Pakistani diplomat, politician and former intelligence official

Akhtar Hassan Khan Gorchani (born 1 August 1955) is a Pakistani diplomat, politician, and former intelligence official. He graduated from Government College, Lahore in 1976. He sat in the competitive exam for the Central Superior Services in November 1980. He was assigned to the Police Service of Pakistan.

== Bureaucratic career ==
During his tenure in the police, he received a Bachelor of Law degree and a Master of Arts degree in Political Science. He served in various capacities in the provinces of the Punjab and Sindh. As Assistant Superintendent of Police, he was posted at Tank, Layyah, Jhang, and Wazirabad. As Superintendent (SP) and Senior Superintendent (SSP), he served as SP-Punjab Constabulary, Additional SP Multan; SP Lodhran; SP Traffic (Highways), Multan; SSP Sukkur, Jacobabad, Hyderabad, Thatta, Gujranwala, Karachi West; Deputy Director, FIA, Rawalpindi and Faisalabad.
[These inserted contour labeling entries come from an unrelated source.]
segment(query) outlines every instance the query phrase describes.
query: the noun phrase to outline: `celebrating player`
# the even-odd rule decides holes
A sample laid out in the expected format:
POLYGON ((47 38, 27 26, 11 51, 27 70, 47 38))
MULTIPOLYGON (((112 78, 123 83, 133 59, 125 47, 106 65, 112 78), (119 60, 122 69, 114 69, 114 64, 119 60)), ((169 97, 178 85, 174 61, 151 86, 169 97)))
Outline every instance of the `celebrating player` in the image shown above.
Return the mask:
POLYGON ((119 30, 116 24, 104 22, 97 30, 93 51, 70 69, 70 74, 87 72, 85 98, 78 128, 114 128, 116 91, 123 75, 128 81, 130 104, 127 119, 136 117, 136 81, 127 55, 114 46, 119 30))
In 2003 he joined Pakistan's delegation to the United Nations peace mission in Kosovo. After returning to Pakistan, he held posts as Deputy Inspector General of Police, Larkana and Regional Police Officer Multan before becoming Police Chief in Karachi. In July 2012 he was named Director General of the Intelligence Bureau. Soon afterwards, he became Minister for Community Affairs at the Embassy of Pakistan in Washington D.C.

He is author of "The Sindh Police, brief history & developments" published by Oxford University Press in 2007.

== Political career ==
On 18 May 2022, both Gorchani and his son, Athar Hassan Khan Gorchani, who is a former member of the Provincial Assembly of the Punjab, joined the Pakistan People's Party (PPP).

He ran for the National Assembly of Pakistan from NA-193 Rajanpur-I in a 2023 by-election as a candidate of the PPP. He received 20,074 votes and was defeated by Muhammad Mohsin Khan Leghari, a candidate of the Pakistan Tehreek-e-Insaf (PTI).